Across the country, and around the world, Nov 20 is International Transgender Day of Remembrance (TDoR). But in Nova Scotia, it is now also the day an amendment to the province’s Human Rights Bill was tabled, which means it may soon be illegal to discriminate against individuals because of their gender identity or gender expression.
Speaking at a press conference Nov 20, Leonard Preyra, Nova Scotia’s minister of communities, culture and heritage, noted that the province “can send a strong and clear message that no one who faces violence and discrimination is alone.”
Less than a week ago, the Nova Scotia Rainbow Action Project presented Preyra with a petition containing more than 1,700 signatures. It called for an amendment to the Human Rights Bill. The campaign to gather signatures for the petition began last summer, during Halifax’s Pride events.
“It’s something we’ve been working on for a while, but we’ve been public about it since the summer,” said NSRAP’s chair, Kevin Kindred. “I think it’s a sign that the public support that we tried to rally around this issue this summer has been successful. This change to the act will be a clear sign that trans Nova Scotians have a right to lead safe and dignified lives, free from harassment and discrimination.”
Kindred noted that NSRAP considers this change to be “a good start” and that they will continue to lobby for the trans community. “We must all commit to being part of a cultural change, to be more understanding and less rigid about traditional understandings of gender.”
Kate Shewan, NSRAP’s treasurer and an activist in Halifax’s trans community, spoke at the press conference and recounted how she had been denied life and disability insurance because of her gender transition. “I was joking with a friend that two years ago we couldn’t have imagined I’d be up here talking about trans rights.

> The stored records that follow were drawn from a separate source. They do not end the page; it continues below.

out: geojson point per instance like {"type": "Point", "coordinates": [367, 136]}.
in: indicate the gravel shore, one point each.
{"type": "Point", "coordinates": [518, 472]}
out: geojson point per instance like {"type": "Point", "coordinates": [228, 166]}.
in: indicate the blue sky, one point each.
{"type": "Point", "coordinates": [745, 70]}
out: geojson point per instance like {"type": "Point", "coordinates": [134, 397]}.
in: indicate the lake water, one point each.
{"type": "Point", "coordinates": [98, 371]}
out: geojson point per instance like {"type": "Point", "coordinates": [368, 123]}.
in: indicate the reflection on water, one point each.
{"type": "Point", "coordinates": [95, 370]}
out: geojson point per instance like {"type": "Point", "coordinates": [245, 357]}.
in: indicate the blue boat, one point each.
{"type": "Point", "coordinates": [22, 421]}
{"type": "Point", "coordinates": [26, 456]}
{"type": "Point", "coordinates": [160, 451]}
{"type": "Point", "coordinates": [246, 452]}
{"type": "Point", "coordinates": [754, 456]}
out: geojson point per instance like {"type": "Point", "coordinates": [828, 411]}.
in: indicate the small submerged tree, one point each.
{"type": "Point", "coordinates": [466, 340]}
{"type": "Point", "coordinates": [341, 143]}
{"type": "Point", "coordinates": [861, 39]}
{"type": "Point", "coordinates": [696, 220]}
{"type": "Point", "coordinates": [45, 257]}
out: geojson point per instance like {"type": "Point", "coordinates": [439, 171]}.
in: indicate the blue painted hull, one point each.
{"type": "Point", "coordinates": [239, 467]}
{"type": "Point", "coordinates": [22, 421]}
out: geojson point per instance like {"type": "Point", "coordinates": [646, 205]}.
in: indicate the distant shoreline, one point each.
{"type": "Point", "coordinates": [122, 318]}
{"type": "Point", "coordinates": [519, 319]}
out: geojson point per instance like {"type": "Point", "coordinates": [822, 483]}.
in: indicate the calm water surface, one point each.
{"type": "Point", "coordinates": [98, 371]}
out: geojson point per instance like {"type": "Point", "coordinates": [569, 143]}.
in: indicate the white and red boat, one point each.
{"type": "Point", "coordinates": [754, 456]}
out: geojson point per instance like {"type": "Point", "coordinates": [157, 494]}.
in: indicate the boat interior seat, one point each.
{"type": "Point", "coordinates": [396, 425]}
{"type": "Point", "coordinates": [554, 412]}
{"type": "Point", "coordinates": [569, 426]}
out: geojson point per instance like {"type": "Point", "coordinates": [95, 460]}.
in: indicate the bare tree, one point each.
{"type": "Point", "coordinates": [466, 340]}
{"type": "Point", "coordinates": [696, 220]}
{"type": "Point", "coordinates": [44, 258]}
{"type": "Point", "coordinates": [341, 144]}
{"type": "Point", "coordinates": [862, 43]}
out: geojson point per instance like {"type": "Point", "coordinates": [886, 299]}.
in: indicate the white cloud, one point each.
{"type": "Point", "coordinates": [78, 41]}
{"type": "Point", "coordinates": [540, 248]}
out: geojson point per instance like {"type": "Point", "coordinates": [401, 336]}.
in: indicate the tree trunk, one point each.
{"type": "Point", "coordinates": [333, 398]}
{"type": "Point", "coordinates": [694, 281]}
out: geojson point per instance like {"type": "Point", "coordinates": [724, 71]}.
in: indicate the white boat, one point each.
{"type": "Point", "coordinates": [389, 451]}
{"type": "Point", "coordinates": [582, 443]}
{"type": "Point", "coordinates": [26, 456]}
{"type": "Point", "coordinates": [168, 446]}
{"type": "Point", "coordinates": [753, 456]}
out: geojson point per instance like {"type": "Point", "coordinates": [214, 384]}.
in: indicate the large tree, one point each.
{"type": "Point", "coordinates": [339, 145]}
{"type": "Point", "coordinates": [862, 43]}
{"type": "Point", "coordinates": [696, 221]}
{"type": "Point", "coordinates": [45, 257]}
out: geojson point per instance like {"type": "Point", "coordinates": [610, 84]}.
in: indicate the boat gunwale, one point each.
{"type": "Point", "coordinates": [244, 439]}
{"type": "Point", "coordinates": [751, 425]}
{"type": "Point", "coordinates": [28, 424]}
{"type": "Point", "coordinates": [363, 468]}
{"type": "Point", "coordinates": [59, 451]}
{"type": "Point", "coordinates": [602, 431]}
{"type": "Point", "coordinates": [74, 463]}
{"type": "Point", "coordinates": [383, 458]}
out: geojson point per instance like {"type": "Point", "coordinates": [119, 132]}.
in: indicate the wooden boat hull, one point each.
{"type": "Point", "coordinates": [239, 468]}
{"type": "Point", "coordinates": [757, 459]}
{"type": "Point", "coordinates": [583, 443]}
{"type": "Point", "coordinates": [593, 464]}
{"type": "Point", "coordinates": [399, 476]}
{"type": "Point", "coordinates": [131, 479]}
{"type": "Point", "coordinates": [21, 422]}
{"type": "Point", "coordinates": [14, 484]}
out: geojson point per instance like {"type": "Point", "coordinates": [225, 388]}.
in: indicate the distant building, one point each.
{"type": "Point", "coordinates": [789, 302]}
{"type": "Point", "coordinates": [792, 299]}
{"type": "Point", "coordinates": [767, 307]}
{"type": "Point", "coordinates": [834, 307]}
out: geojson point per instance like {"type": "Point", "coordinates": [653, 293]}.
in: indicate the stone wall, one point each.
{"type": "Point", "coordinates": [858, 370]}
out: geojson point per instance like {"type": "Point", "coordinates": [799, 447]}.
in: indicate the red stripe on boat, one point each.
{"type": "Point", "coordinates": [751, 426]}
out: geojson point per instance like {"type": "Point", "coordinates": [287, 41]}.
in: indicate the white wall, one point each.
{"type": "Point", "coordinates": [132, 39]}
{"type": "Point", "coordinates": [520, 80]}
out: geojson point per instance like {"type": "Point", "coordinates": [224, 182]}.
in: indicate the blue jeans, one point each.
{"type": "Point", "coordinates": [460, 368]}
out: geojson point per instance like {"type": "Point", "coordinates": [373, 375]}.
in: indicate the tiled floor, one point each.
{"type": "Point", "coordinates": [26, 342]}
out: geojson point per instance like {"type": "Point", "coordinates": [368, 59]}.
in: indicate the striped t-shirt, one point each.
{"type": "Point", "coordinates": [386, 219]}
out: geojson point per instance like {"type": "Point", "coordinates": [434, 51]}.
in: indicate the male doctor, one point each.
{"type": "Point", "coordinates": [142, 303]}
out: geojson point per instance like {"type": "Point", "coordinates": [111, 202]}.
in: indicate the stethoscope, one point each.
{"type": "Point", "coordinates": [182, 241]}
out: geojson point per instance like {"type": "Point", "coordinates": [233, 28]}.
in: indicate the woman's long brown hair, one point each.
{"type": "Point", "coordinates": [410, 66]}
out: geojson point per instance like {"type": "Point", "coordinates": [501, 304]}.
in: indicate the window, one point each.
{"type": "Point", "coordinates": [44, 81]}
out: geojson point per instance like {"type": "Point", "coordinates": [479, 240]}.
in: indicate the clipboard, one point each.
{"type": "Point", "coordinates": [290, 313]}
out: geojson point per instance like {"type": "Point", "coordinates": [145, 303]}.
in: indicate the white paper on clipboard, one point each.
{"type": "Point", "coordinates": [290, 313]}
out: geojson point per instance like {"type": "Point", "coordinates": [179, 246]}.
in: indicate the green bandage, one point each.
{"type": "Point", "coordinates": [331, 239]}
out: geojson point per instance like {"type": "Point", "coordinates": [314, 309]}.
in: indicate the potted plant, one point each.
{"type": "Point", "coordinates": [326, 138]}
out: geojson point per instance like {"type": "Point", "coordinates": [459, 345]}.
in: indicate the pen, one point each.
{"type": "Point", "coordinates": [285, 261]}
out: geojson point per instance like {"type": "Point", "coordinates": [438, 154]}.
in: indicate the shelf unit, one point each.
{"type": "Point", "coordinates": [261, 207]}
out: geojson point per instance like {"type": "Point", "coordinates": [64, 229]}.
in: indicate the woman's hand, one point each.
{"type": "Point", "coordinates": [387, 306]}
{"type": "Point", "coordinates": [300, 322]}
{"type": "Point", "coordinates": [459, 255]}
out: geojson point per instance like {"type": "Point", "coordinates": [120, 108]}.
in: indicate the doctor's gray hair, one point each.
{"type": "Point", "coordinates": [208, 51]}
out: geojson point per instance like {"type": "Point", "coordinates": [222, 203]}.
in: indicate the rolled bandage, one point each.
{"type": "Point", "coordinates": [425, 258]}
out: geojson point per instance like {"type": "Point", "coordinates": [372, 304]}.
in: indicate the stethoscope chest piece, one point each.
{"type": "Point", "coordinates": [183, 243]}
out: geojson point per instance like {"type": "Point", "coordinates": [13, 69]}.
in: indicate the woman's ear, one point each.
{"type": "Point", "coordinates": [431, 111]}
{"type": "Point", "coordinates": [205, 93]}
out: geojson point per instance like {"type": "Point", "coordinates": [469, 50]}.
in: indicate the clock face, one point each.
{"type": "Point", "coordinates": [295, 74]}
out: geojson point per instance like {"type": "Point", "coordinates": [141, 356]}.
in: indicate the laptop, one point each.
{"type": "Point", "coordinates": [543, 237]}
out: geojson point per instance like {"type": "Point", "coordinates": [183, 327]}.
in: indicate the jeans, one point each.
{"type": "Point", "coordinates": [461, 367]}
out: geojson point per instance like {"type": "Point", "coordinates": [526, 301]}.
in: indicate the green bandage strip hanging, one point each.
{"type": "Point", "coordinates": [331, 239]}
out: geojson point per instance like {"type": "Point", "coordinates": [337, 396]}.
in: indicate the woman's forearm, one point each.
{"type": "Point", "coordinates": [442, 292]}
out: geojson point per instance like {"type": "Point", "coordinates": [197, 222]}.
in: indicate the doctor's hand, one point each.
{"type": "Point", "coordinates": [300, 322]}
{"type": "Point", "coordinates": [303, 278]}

It’s personally satisfying and gratifying for me to be here today to hear the government take this step.”
Shewan said there is still anxiety in the trans community when it comes to discrimination, especially in terms of employment. “This is a valid fear, and I know people who have had employment issues following a transition. While changing the human rights code will not end discrimination and prejudice, it does send a strong message to employers that this discrimination is not acceptable and reassures victims of discrimination that there is recourse available to them.”
Minister of Justice Ross Landry, who tabled the bill, signalled the importance of Trans Day of Remembrance. “This is a solemn occasion. But I hope that today we can also give the community a reason to mark this day as the start of something more positive and hopeful.”
“As a society it’s important to be inclusive,” he told Xtra. “As a government, what we’re saying is that our diversity is our richness.”
Landry is confident the bill will pass. “I can’t speak for the opposition, but if they’re smart they’ll support this unanimously.”
Landry acknowledged there might be a backlash. “I think there are people out there who will initially not be receptive to what we’ve done. That’s a part of education. I don’t want to judge them good or bad, because that is the journey of learning.”